Last edited by MozillaUser3172; 03-29-2020 at 05:51 PM.
PS Argon2 support from cryptsetup will eventually not make its way in GRUB 2.06, but at least the PBKDF2 key derival function is already supported in pre-2.06. So there will be a full support of LUKS1 and a partial support of LUKS2 in this version.
Last edited by Didier Spaier; 03-30-2020 at 06:47 AM.
Reason: PS added.
You'll need an unencrypted /boot if you're using LUKS.
Ah yes, I did skip that step, thanks.
I wonder though if the LILO developers realize what a misleading error message they're producing. It caused me to look for the wrong thing in the wrong place, and not to reflect on whether I left out a step.
Having an unencrypted boot partition is risky. Any organization whose operatives can get physical access to your computer can in theory replace your kernel with a special kernel that contains spyware.
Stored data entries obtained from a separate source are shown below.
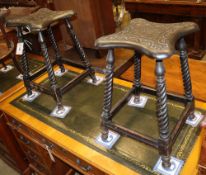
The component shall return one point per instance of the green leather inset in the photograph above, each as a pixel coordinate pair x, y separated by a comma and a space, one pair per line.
83, 123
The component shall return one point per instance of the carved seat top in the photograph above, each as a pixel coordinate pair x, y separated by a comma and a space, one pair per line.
156, 40
39, 20
3, 13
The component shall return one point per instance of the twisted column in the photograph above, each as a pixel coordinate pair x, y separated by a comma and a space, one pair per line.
56, 49
185, 69
80, 50
24, 63
108, 92
162, 113
50, 71
137, 76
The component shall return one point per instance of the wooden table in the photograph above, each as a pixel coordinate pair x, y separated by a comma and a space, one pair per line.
9, 150
173, 11
67, 149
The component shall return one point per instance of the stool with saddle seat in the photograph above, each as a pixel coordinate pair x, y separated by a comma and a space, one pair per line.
40, 21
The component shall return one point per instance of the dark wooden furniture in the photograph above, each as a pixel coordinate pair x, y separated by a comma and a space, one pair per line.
10, 151
40, 21
6, 46
94, 19
156, 40
34, 136
174, 11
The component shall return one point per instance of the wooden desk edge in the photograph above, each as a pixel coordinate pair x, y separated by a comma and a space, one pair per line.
84, 152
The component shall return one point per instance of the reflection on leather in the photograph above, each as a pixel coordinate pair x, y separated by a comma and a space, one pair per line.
83, 123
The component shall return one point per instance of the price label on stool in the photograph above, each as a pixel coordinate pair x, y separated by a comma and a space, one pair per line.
19, 48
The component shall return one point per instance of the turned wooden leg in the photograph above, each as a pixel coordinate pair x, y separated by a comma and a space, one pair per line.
186, 72
56, 49
80, 50
24, 62
162, 114
137, 76
108, 93
52, 79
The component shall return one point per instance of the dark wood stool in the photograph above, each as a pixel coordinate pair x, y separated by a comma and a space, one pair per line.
6, 45
38, 22
157, 41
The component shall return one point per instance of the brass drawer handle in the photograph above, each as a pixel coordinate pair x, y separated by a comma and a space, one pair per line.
23, 139
85, 167
16, 124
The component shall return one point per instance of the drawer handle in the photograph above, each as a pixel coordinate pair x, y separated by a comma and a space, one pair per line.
27, 142
85, 167
17, 125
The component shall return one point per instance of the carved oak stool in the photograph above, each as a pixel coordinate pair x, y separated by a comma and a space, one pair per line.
157, 41
6, 45
37, 22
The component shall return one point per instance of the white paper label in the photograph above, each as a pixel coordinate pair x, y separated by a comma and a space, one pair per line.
19, 48
50, 153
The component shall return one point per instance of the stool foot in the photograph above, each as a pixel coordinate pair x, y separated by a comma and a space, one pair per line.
109, 141
59, 72
60, 111
98, 81
173, 169
19, 77
138, 101
194, 119
31, 97
6, 69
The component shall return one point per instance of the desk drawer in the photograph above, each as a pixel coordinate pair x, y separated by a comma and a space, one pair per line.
70, 158
17, 125
54, 149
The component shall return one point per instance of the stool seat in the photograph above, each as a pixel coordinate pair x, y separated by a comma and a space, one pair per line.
3, 13
5, 51
39, 20
156, 40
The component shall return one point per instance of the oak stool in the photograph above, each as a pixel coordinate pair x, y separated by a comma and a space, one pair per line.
38, 22
156, 40
6, 45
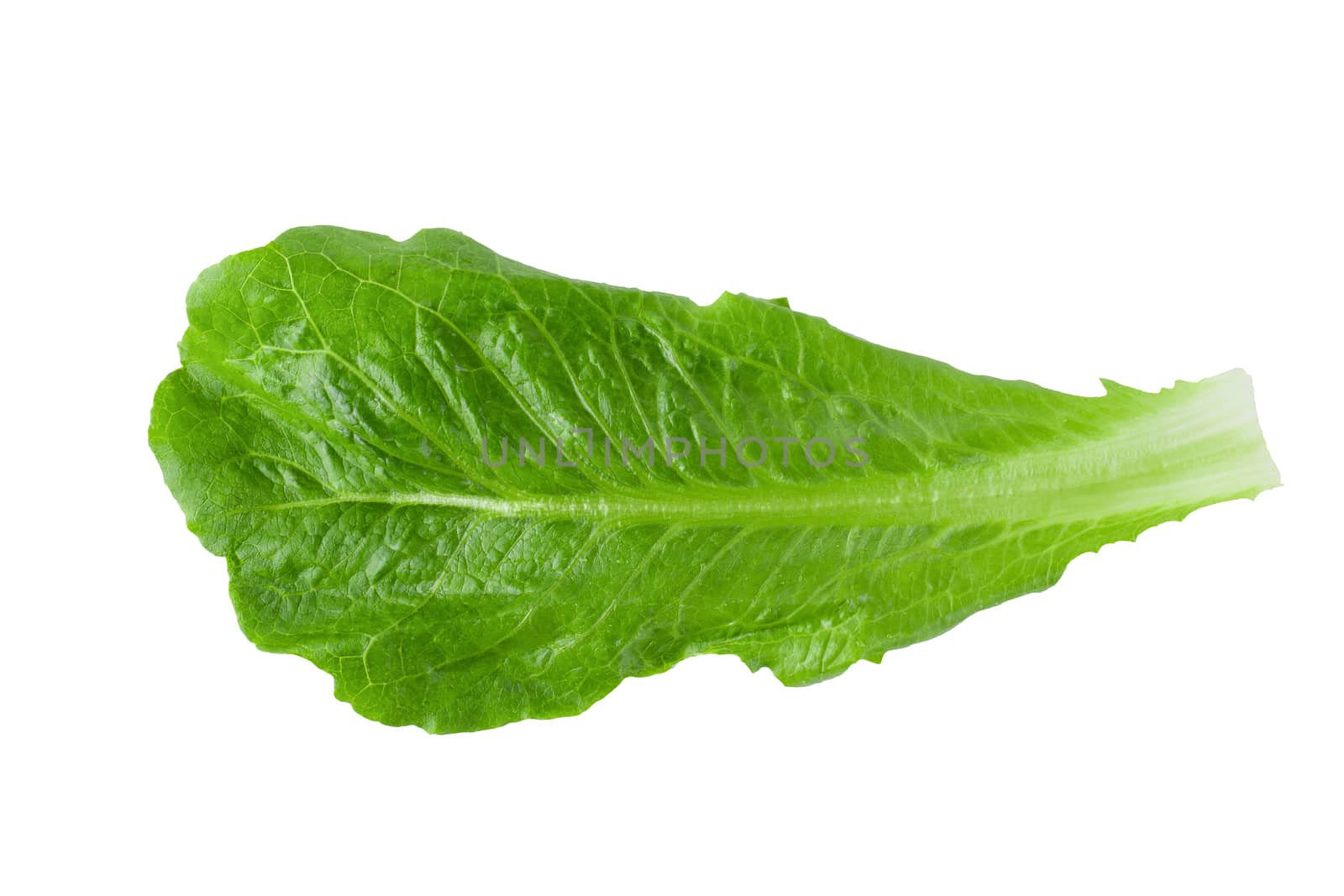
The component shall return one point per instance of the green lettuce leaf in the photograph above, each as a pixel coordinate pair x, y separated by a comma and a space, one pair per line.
338, 425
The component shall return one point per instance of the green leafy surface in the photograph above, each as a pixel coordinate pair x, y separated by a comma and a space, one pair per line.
326, 436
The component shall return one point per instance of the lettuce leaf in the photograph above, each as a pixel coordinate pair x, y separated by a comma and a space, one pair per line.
339, 425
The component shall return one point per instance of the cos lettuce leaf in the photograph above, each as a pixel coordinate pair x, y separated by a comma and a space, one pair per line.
339, 425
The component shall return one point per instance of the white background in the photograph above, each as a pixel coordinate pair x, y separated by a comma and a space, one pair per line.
1142, 191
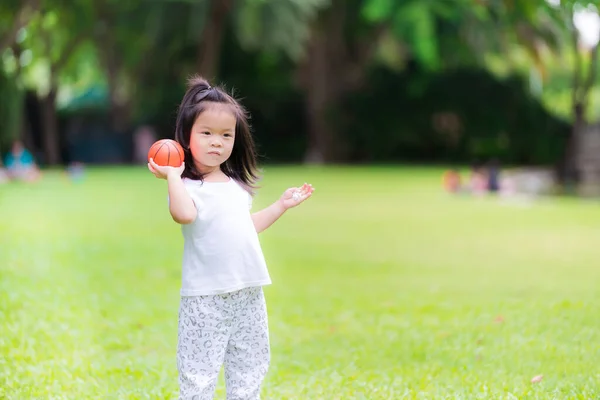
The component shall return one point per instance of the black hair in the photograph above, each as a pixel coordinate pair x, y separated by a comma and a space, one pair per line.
242, 164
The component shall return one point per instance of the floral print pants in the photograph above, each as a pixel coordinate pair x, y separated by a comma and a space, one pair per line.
229, 329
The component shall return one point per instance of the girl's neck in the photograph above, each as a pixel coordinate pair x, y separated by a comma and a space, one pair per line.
213, 175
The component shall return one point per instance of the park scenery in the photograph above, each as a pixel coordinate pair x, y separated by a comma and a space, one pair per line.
449, 249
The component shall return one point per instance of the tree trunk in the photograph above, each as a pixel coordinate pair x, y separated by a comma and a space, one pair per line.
50, 128
319, 100
209, 47
335, 65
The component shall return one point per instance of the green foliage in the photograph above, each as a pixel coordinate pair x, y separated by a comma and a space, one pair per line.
453, 116
276, 25
11, 109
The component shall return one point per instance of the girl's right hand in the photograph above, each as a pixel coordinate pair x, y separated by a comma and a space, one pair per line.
164, 172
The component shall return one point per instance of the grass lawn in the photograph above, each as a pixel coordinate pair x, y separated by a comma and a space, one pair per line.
384, 288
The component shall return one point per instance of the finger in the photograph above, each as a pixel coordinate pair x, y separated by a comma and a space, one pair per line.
154, 165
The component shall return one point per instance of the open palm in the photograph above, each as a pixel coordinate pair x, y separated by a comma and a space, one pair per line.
294, 196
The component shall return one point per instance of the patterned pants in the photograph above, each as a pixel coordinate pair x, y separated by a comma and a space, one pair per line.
230, 329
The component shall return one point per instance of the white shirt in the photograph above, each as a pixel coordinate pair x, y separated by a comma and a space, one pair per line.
221, 250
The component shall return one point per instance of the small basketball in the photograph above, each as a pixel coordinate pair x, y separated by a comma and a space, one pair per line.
166, 152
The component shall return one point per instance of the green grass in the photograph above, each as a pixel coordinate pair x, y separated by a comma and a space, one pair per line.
384, 288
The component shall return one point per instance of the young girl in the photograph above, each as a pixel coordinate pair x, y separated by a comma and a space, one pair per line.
222, 314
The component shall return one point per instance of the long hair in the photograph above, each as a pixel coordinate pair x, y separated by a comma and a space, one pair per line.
242, 164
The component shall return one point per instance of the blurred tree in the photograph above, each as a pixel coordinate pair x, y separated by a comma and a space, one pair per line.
52, 37
14, 16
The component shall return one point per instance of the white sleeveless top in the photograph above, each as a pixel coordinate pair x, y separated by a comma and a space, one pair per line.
221, 251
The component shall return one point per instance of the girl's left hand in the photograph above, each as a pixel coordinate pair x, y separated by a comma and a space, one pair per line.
294, 196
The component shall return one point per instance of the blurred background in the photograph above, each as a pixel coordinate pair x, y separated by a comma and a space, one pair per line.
465, 82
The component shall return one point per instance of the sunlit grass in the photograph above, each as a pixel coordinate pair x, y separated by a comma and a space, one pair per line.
384, 288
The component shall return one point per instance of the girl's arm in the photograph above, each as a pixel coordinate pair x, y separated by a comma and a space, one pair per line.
181, 206
290, 198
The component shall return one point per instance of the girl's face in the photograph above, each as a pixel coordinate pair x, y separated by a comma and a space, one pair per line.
212, 138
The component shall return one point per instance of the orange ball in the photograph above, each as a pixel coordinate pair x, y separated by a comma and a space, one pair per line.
166, 152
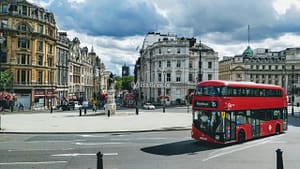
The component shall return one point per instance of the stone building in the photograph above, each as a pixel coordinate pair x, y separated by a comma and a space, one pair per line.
264, 66
28, 52
168, 67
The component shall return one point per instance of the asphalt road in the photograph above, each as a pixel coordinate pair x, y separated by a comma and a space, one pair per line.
145, 150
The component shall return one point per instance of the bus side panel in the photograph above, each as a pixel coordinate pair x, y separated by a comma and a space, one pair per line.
269, 127
198, 135
247, 129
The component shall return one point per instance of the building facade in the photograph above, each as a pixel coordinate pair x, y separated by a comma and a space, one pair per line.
169, 67
46, 67
28, 52
264, 66
62, 55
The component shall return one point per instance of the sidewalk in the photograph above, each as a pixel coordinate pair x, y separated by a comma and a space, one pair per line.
71, 122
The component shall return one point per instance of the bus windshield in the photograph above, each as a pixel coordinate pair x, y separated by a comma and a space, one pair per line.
208, 91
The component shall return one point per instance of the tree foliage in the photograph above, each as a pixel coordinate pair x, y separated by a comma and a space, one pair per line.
124, 83
5, 80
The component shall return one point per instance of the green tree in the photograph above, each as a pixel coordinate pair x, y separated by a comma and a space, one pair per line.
127, 81
5, 80
124, 83
118, 80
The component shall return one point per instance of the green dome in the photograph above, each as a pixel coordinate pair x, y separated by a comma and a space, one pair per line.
248, 52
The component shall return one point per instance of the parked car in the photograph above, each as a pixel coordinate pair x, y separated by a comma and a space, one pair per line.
149, 106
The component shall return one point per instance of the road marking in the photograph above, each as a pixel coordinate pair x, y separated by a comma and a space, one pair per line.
88, 135
33, 163
16, 150
79, 154
94, 144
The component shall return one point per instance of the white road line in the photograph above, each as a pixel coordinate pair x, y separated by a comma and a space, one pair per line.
34, 163
94, 144
16, 150
88, 135
81, 154
235, 150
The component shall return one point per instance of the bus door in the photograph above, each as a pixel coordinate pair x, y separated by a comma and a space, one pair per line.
230, 125
255, 124
285, 118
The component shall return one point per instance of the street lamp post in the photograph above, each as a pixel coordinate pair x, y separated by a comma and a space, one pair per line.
200, 64
164, 102
2, 39
293, 90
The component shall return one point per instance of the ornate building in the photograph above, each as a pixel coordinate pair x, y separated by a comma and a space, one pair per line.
264, 66
62, 55
28, 52
169, 66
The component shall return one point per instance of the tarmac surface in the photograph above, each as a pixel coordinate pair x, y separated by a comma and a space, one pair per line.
98, 122
93, 122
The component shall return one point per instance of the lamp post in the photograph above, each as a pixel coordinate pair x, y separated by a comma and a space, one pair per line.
200, 64
164, 103
52, 78
2, 39
293, 90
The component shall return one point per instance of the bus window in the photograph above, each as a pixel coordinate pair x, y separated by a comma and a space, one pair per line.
240, 118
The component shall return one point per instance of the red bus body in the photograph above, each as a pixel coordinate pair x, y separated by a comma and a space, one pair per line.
227, 112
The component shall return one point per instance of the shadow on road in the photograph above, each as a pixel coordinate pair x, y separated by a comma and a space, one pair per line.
294, 121
178, 148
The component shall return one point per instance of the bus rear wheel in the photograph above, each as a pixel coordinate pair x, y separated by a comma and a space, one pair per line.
277, 129
241, 136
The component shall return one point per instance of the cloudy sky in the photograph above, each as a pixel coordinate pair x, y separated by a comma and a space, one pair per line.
115, 28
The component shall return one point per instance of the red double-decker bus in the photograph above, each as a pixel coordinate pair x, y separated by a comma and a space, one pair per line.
226, 112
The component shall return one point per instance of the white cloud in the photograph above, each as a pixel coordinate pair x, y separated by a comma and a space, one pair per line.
281, 6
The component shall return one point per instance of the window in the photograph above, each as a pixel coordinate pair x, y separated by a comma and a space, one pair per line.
159, 77
4, 8
178, 63
40, 77
168, 63
209, 65
50, 49
168, 77
41, 29
24, 10
4, 23
209, 76
191, 77
40, 46
23, 43
190, 64
178, 77
40, 60
23, 76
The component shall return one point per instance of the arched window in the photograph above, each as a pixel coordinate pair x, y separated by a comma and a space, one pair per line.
24, 27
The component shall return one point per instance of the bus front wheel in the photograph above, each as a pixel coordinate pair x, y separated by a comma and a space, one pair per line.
277, 129
241, 136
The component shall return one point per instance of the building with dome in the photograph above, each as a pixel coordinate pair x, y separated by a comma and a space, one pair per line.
264, 66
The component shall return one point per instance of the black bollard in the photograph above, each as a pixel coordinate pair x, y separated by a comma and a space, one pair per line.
279, 159
99, 160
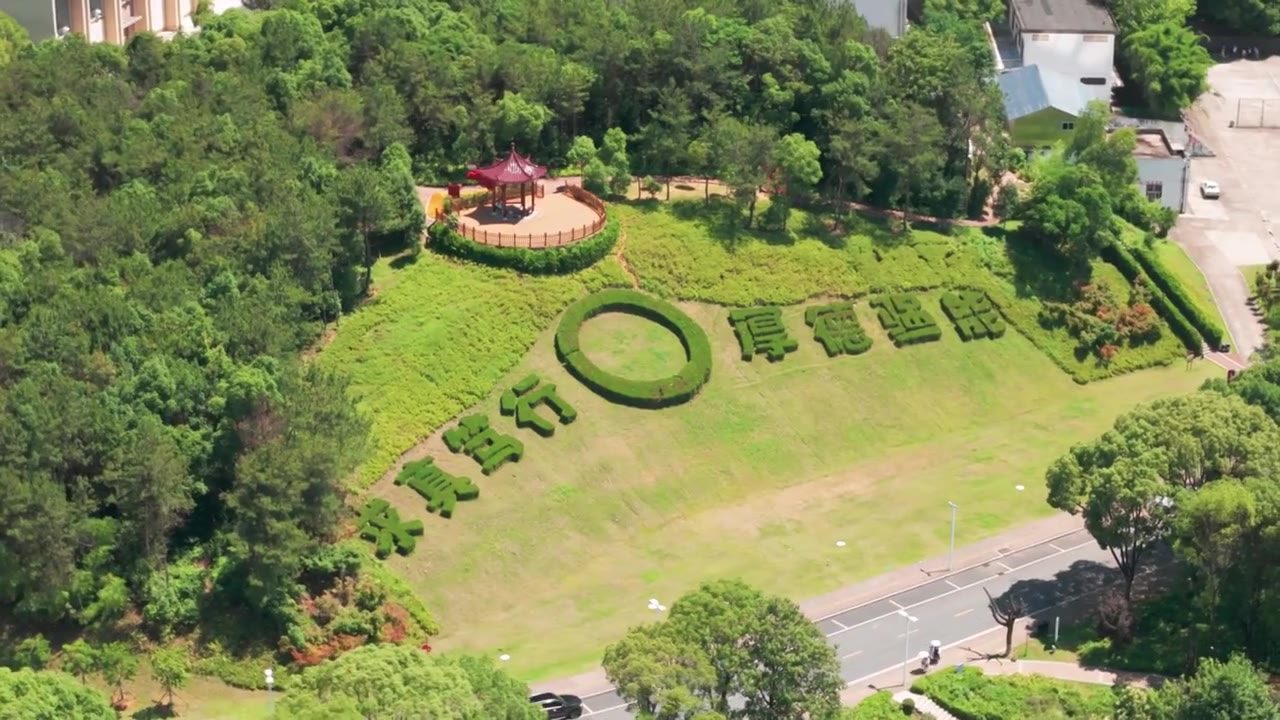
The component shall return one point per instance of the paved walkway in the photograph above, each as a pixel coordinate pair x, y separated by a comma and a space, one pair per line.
1060, 670
880, 587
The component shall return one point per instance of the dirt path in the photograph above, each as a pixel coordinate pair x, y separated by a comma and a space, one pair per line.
621, 254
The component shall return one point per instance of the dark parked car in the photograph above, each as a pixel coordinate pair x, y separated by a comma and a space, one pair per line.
558, 706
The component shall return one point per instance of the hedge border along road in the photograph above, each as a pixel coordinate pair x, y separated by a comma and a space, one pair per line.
1159, 274
447, 240
1120, 256
663, 392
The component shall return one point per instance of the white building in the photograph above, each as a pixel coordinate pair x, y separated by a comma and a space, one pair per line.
1164, 169
105, 21
1070, 37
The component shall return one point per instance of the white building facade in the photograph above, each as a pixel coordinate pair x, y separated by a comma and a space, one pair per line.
1070, 37
104, 21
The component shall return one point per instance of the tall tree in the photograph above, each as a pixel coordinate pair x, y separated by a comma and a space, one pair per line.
728, 639
117, 664
170, 669
1128, 482
288, 492
365, 210
80, 659
913, 153
27, 693
13, 39
1169, 64
744, 156
798, 171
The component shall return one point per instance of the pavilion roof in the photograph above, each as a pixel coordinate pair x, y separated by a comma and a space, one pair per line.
511, 169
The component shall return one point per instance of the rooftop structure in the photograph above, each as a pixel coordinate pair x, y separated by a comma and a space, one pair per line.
1153, 144
1061, 16
1032, 89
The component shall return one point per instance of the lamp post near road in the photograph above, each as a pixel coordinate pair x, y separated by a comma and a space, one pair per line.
952, 551
270, 680
906, 642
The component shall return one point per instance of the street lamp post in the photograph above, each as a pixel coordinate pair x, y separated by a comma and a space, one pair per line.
906, 642
952, 551
270, 682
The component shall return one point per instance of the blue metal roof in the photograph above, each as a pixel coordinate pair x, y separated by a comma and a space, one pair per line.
1029, 90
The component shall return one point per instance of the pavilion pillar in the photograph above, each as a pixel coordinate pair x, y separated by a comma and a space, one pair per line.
78, 12
113, 30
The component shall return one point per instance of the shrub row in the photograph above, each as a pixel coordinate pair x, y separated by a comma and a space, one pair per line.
973, 314
759, 331
664, 392
1176, 292
836, 327
905, 319
1120, 256
970, 695
447, 240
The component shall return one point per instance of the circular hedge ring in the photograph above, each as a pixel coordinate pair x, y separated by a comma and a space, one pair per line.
663, 392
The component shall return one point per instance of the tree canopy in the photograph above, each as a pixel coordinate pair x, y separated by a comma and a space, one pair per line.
44, 693
387, 680
723, 641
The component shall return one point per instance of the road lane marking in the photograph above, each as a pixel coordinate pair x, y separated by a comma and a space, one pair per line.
1073, 548
993, 627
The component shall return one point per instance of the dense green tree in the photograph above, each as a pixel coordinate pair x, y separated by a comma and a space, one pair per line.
798, 171
728, 639
169, 668
13, 39
1233, 689
1169, 64
744, 158
913, 150
1128, 482
32, 652
385, 680
1069, 208
27, 693
117, 664
581, 153
80, 659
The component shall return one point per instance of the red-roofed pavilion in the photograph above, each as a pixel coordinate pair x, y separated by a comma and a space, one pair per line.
511, 171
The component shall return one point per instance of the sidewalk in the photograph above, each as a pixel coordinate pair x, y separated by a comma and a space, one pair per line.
876, 588
977, 652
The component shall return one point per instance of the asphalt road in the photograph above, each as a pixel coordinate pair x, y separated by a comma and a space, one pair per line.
871, 638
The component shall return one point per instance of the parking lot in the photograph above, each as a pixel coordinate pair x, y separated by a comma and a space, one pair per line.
1239, 228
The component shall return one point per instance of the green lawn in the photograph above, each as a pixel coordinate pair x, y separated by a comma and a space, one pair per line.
1193, 279
762, 473
755, 478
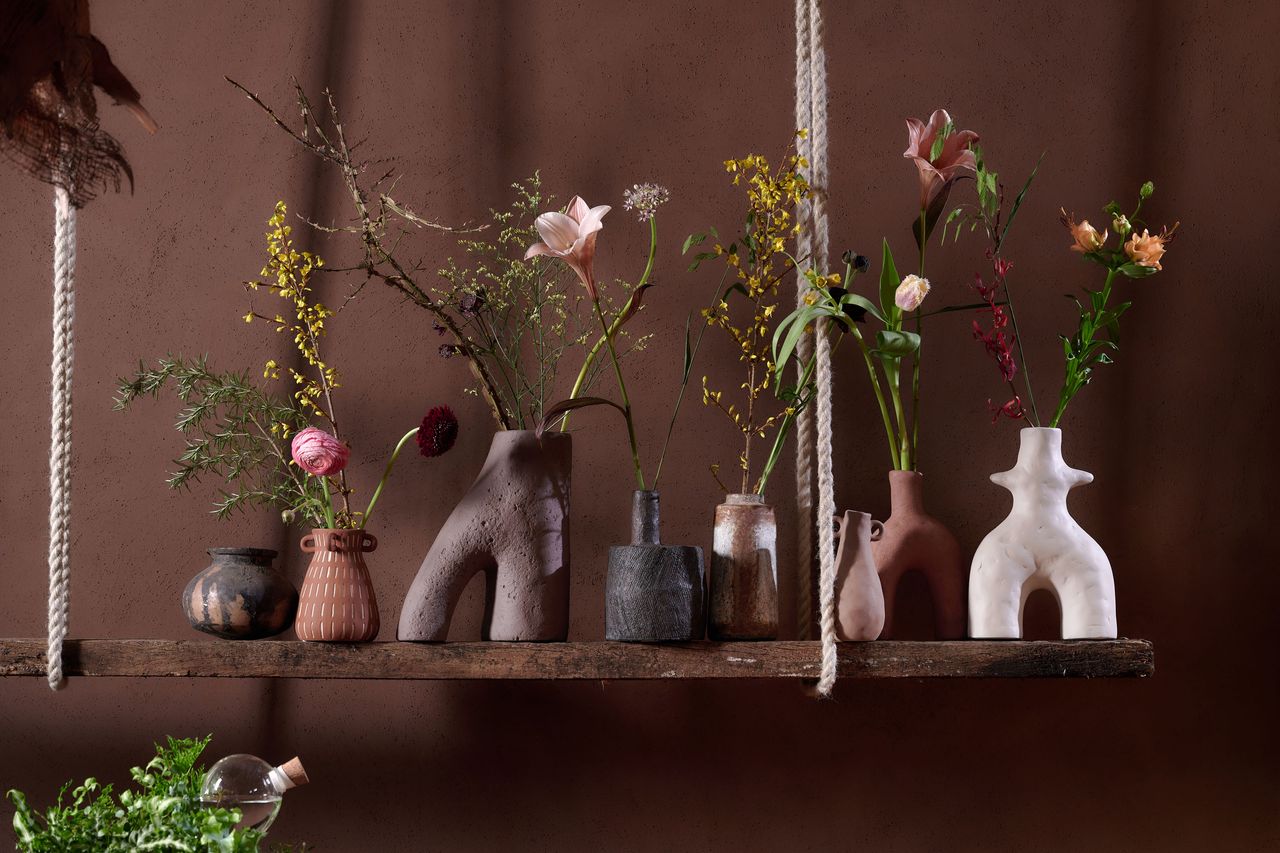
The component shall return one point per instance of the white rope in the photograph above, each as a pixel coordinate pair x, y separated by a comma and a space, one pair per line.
812, 100
804, 346
60, 428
Having an unencrypted boot partition is risky. Any organization whose operatives can get physical access to your computer can in theory replace your kernel with a special kernel that contains spyware.
Yeah. It's up to you, to make sure they can't do that.
After that, let's hope you have a system that's still usable.
Having an unencrypted boot partition is risky. Any organization whose operatives can get physical access to your computer can in theory replace your kernel with a special kernel that contains spyware.
Yes, but the linked to article proposes a way to use an encrypted boot partition.
Having an unencrypted boot partition is risky. Any organization whose operatives can get physical access to your computer can in theory replace your kernel with a special kernel that contains spyware.
You're right. In my case, after installing/upgrading kernel and generate initrd.gz, I keep a checksum (sha256sum) of these files on another computer. When I had to restart my computer I can check integrity.
Unless I forgot something, I'll see if something wrong.